Mr Fitzgerald goes on to say "that here there is an overwhelming and inevitable
case in which the High Court were to find that it was unjust or oppressive to
extradite". With that in mind, he submits that it is appropriate to adopt
the Kashamu argument and to say where the evidence is overwhelming and the finding
inevitable that this jurisdiction should be exercised by a District Judge.
Conclusions
I come to the following conclusions based upon the evidence that I have received
and for the reasons that I have outlined. I am satisfied that there has been
a delay in bringing these proceedings of some 7 years. In view of the gravity
of the allegations I do not consider that delay in itself is sufficient to warrant
a finding of abuse of process. However, there are other factors to be added
to that delay.
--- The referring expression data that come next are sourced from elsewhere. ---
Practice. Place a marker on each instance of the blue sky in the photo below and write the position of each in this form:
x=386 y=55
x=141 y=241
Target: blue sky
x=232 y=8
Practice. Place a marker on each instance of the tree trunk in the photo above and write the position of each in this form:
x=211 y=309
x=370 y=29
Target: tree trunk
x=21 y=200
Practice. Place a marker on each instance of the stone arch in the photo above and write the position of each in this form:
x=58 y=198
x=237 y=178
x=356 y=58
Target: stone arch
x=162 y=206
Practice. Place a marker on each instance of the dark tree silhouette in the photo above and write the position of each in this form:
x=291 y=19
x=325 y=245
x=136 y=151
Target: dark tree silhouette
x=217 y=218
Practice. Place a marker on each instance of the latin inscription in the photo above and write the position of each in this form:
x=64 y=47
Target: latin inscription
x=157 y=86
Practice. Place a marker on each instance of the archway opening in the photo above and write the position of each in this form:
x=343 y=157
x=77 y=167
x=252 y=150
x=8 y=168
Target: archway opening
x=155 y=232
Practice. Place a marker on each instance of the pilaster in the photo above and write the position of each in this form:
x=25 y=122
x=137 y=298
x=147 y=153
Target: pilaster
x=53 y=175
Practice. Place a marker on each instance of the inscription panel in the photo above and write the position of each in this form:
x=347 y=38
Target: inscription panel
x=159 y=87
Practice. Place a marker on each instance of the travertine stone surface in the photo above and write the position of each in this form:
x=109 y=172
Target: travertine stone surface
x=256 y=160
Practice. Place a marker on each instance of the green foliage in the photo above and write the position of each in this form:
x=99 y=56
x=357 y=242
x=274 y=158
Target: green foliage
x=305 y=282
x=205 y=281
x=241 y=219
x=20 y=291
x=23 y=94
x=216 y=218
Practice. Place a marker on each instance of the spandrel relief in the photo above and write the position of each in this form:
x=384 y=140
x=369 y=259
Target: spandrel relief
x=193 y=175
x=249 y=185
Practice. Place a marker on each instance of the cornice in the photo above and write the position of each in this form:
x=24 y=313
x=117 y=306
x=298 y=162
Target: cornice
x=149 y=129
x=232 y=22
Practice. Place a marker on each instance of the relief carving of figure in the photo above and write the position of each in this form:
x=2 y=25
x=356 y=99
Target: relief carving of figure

In particular, there is the delay in the proper investigation
of these alleged offences and the fact that Government officials and others
were led to believe that there were no charges pending against the defendant.
The initial request to Denmark included allegations in relation to the Moscow
theatre siege and to the murder of Father Philip; on which it is now conceded
there was no evidence whatsoever. When those factors are added together the
inevitable conclusion is that it would now be unjust and oppressive to return
Mr Zakaev to stand his trial in Russia.
I found that the evidence given by Mr De Vaal, Mr Rybakov and Mr Rybkin was
truthful and accurate, and from their evidence I am satisfied that it is more
likely than not that the motivation of the Government of the Russian Federation
was and is to exclude Mr Zakaev from continuing to take part in the peace process
and to discredit him as a moderate. I therefore find as a fact that the Russian
Government are seeding extradition for purposes of prosecuting Mr Zakaev on
account of his nationality and his political opinions. I take the view that
Mr Zakaev is entitled to the benefit of the protection provided by Section 6(i)(c).
In making the assessment as to what might happen to Mr Zakaev if he were to
be returned to Russia, I am attaching particular weight to the evidence given
by Mr Rybakov, Mr Cherkasov and Mr Rybkin. However, it is the evidence given
by Mr Doshuev which I find the most persuasive. It was clear, unequivocal and
unshaken by cross-examination. With some reluctance I have to come to the inevitable
conclusion that if the Authorities are prepared to resort to torturing witnesses
there is a substantial risk that Mr Zakaev would himself be subject to torture.
I am satisfied that such punishment and detention would be by reason of his
nationality and political opinions. I therefore believe that Mr Zakaev is entitled
to the benefit under Section 6(i)(d) and should not be returned to face trial
in the Russian Federation.
I was also asked to consider discharging Mr Zakaev on the basis that there was
an overwhelming and inevitable case in which the High Court would find it would
be unjust or oppressive to extradite Mr Zakaev. This provision in Section 11(3)
of the Extradition Act is a jurisdiction exercised by the High Court. It has
been submitted to me that by an extension of the principles in Kashamu it would
be open to this Court to apply that provision. Whilst I have some sympathy with
the submission, it seems to me that in any case where there was overwhelming
evidence and an inevitable conclusion, it would in almost every case (as in
this case) give rise to grounds for discharging the defendant under Section
6. I therefore decline to rely upon Section 11 for this decision.
I am therefore discharging the defendant.